Internship Report of Jerome Bou Aziz (June 1999):

I was assigned to work on EiffelBench (known as ebench).
Thus I joined a team composed essentially of Emmanuel Stapf
here in Santa Barbara, but also Michael in Germany, Eric in
France, David Schwartz (for time to time on VMS) and from
time to time, depending on the good will of the INS officer
in charge, Emmanuel Texier (for the run-time).

The first challenge was to get to know ebench deep enough to
be able to work on it: it is a 2500 classes application !!!
Then my work was composed of various little tasks to improve
the compiler, its speed or some bug fixes. To make short a
long story, I choose to present in the rest of this document
one of those tasks: the rewriting of the dead code removal. 

==============================================================================
Table of contents

Introduction

The structure of an Eiffel program seen from the compiler
	The feature id
	The body id
	The routine id

A few word about dependencies
	What are the dependencies ?
	Structure of a server
	Structure of a FEATURE_DEPEDENDANCE

The dead code removal
	Introduction
	The algorithm itself
		The procedure record
		The marking process
			Marking the feature
			Propagation to the clients
			Propagation to the heirs

Problem due to the incrementality of the compiler
	Upgrade of the DEPEND_UNIT
	Upgrade of the CLASS_DEPENDANCE

Conclusion
==============================================================================


Introduction

The main problem with the former dead code removal degree was not a lack of
efficiency in removing dead code but how slowly it was doing it.
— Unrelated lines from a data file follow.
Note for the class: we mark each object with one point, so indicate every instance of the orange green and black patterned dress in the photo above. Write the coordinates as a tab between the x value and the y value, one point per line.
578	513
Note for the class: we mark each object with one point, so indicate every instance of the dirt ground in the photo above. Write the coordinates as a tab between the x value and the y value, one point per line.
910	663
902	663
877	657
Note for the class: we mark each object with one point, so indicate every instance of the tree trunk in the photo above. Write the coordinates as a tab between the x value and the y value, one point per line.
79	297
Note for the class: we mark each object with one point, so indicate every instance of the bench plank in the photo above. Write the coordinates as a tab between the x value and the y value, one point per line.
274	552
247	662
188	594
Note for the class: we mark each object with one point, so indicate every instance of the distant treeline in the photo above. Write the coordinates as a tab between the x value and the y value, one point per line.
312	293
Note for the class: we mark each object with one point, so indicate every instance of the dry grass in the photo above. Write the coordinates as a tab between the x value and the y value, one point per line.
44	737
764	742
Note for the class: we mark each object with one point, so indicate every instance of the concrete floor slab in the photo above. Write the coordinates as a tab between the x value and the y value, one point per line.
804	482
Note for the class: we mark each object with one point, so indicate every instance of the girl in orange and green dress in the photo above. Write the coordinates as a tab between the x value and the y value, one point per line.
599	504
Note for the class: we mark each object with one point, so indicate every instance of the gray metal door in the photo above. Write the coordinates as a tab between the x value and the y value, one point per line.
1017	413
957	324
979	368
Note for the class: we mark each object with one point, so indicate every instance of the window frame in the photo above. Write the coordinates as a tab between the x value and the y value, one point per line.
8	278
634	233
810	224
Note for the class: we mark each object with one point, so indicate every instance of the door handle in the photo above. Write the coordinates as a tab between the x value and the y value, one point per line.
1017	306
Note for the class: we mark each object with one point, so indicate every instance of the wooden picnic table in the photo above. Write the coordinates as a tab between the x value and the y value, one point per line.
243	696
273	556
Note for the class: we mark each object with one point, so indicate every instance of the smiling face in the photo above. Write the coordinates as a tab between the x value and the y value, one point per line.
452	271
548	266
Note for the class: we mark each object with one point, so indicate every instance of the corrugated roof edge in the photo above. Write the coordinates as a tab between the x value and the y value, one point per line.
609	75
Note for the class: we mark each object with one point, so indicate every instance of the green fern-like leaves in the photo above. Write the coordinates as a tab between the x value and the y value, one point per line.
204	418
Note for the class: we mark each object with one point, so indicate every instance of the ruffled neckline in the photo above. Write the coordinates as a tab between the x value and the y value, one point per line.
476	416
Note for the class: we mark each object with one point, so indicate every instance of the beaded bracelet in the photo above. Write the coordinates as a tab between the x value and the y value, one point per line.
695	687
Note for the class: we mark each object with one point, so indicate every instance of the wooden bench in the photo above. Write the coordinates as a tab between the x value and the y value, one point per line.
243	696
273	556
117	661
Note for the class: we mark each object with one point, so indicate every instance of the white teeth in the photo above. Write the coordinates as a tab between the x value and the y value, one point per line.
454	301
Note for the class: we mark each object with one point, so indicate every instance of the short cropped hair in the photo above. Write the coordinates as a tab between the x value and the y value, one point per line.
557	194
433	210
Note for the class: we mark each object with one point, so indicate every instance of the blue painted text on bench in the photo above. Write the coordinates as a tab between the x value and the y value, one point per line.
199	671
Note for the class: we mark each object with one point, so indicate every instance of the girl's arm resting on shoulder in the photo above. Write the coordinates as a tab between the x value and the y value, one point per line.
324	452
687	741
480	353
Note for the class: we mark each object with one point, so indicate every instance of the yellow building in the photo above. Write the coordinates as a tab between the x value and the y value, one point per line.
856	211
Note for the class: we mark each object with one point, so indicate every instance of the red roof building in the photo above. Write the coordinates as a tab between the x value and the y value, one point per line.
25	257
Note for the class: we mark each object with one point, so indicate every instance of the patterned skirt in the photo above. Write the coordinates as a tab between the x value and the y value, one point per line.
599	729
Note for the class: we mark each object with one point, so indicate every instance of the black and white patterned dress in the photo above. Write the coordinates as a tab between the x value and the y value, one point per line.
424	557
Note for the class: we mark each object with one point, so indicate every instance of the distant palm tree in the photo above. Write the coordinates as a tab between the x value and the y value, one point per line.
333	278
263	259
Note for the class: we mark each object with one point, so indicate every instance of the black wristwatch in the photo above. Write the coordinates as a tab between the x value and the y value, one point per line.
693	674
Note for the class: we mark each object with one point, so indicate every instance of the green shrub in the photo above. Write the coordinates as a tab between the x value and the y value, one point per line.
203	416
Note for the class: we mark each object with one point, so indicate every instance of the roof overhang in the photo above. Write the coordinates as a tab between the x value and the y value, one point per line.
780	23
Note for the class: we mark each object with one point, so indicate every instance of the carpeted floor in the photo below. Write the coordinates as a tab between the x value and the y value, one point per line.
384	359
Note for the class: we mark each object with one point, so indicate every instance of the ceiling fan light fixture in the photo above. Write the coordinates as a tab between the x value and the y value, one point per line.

The challenge
for the new dead code removal was to keep doing exactly the same thing but
much faster.

In fact the rewriting of the dead code removal took place in a larger process
of improvement of the compilation speed. A big customer had a huge system of
more then 3000 classes that took more than 110 hours to finalize. He wanted to
be able to compile it overnight. At the end of the process, he was able to
compile his system in a bit more than 13 hours.

The new dead code removal itself took nearly 2 weeks to come to what it is today.

A few words about the structure of an Eiffel system viewed from inside the
compiler...Got your id ?

An Eiffel program is a set of clusters, each of one is a set of classes, each
of one is a set of feature. Each feature can be either a function or an
attribute.

Inside the compiler the notion of cluster is an artificial notion that we
forget very early. In fact this notion is just taken into account in the
very first degrees of compilation (6 and 5: the parsing degrees) in case of
an override cluster (if two features have the same name, one in the override
cluster, one somewhere else, then it is not an error: the feature in the
override cluster in the right one, the over is to be forgotten).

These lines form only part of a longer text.